Que no lo engañen. Durante estas festividades hay quienes buscan sacar provecho comercializando este tipo de bebidas, las cuales representan un alto riesgo para la salud. Aquí una serie de recomendaciones para evitar su consumo.

Se considera licor adulterado a todas aquellas bebidas alcohólicas a las que les han sustituido, total o parcialmente, sus componentes principales. Para abaratar costos, los delincuentes utilizan sustancias tóxicas como el metanol, la cual puede generar fuertes dolores de cabeza, ceguera, dificultad para respirar e incluso la muerte.

El tratamiento que logran darle a estas bebidas llega al punto de simular la apariencia de las originales, razón por la cual es importante aprender a identificarlas. El Espectador consultó a José Benavides, un experto en licores que representa a la marca Glenmorangie y quien brindó varias recomendaciones para evitar el consumo de licor adulterado.

Compre en un sitio de confianza

“El primer punto es súper sencillo y es en qué lugar lo estamos comprando. Esa es la forma más fácil de no caer en este tipo de tragos adulterados o de contrabando. Ir a una tienda, cadena o licorera que tenga un buen nombre y que lleve mucho tiempo trabajando. Hay tenderos de barrio que también se han ganado la confianza de la gente”, recomienda el experto.

Además, hay que desconfiar de los lugares en los que ofrezcan descuentos desbordados, recuerde que la estrategia que emplean los productores de licor adulterado es utilizar sustancias económicas para hacer rendir el supuesto licor.

La estampilla

El licor sí o sí debe tener estampilla (que es la etiqueta que la tapa) la cual debe indicar el departamento en el cual está siendo comercializado. Por ejemplo, para el caso de Bogotá, debe decir Cundinamarca.

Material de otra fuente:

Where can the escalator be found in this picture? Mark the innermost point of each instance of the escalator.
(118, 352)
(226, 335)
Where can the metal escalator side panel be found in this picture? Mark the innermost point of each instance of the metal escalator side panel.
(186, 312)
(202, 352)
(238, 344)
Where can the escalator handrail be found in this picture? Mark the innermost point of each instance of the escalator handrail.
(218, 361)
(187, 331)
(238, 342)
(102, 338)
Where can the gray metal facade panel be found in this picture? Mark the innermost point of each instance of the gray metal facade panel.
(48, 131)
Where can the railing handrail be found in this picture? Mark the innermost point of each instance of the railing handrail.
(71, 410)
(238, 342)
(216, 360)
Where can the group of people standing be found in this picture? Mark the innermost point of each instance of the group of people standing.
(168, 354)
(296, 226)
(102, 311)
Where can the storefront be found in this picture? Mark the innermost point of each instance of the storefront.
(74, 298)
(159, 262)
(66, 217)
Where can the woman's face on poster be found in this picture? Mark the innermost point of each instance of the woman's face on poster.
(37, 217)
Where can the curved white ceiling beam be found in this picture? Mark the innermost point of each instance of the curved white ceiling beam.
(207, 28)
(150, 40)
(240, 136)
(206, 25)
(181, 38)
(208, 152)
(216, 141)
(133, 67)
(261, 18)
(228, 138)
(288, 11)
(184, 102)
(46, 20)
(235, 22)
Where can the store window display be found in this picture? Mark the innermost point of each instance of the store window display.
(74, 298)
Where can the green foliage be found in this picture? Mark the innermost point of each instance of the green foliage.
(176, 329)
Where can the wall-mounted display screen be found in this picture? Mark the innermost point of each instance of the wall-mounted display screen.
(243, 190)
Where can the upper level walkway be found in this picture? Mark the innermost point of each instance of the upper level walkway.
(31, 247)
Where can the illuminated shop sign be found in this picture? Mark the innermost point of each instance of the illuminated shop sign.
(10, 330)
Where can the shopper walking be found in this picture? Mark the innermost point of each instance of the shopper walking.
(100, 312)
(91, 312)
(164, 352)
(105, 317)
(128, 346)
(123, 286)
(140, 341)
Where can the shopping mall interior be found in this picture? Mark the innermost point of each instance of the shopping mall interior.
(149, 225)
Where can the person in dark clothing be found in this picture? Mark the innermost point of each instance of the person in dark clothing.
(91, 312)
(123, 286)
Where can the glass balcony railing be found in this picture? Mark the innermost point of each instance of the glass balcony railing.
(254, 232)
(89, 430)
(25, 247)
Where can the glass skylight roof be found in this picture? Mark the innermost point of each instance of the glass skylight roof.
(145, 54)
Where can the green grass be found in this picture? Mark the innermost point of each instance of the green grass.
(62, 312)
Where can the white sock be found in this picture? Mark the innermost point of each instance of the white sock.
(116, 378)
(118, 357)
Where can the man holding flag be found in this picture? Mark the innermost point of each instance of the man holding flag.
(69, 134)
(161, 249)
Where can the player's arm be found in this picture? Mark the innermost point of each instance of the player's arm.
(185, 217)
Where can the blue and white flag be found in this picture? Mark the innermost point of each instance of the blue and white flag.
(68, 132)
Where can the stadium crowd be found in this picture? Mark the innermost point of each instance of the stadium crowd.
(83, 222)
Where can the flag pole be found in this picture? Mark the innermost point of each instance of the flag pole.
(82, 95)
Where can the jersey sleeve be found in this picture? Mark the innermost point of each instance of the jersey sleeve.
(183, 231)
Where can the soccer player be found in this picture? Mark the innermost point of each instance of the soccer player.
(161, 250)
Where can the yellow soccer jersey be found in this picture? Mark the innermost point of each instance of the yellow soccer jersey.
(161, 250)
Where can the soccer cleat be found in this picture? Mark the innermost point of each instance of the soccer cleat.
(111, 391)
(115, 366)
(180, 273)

Benavides asegura que es normal que a veces esta se encuentre un poco desgastada, sobre todo si lleva bastante tiempo almacenándose. Sin embargo, es importante cerciorarse de que la impresión sea nítida, que esté bien adherida y resistente al roce con los dedos. Algunas también incluyen un código QR, la cual ofrece información detallada del producto.

Las etiquetas

Benavides relata, a modo de anécdota, que un día le mostraron un punto donde vendían etiquetas de licores a $2.000. Recuerda que estas no eran de la mejor calidad y no se esforzaban mucho porque estas se pegaran bien en el envase.

Es por lo anterior que recomienda fijarse bien en las etiquetas, que estén bien adheridas, que no se borren al rozarlas con los dedos y que tengan el aviso legal de “el exceso de alcohol es perjudicial para la salud”, ya que muchos, por abaratar costos, no incurren en ese gasto.

Licores como el whisky no se congelan en neveras convencionales

Hay un principio detrás del licor y es que su punto de congelación es diferente al del agua, la cual se congela a los cero grados centígrados. El etanol (compuesto químico presente en las bebidas alcohólicas) se congela a los -114 grados centígrados y es por eso que, dependiendo de la cantidad que tenga en determinado licor puede variar.

Bebidas como el vodka, el ron o el whisky se congelan por debajo de los -45 grados centígrados, temperaturas a las que no llega una nevera convencional. Sin embargo, el punto de congelación del metanol también es muy bajo (-97, 6 grados centígrados), por lo que comprobar si un licor ha sido adulterado metiéndolo al refrigerador solo funciona cuando este ha sido rendido con agua.

Las pestañas y dosificadores

Al momento de abrir el envase tiene que sentirse como si fuera la primera vez, esta experiencia la brindan las pestañas que acompañan a las tapas. Del mismo modo, hay licores que incluyen dosificadores, como el aguardiente y el whisky (aunque los que son de malta vienen con tapón). Es importante que incluyan estos elementos, porque hay productores de licor adulterado que evaden estos elementos para abaratar costos, o implementan unos de mala calidad e incluso pueden reutilizarlos de botellas viejas.

Ojo con las partículas y los sedimentos

Siempre es bueno verificar que el licor no tenga partículas flotando, o sedimentos en el fondo de la botella, ya que esto es un indicador de su adulteración. Licores como el whisky se obtienen a partir de un proceso de destilación y por eso el líquido obtenido es puro.

“También invitar a consumo responsable, a tomar con moderación, estar tomando agua, hidratarse, vigilar en qué estado anímico se está tomando, que en estados de alta euforia o alta depresión uno tiende a tener malos tragos, comer bien, cuidarse mucho al momento de tomar y que no pasen peleas o un guayabo muy feo.

Desde su rol como experto, Benavides hace un llamado al consumo responsable, a beber con moderación, a tomar agua constantemente, y estar atentos del estado anímico “porque los estados de euforia o depresión tienen a generar ‘malos tragos’. que no pasen peleas y evitar el guayabo’”.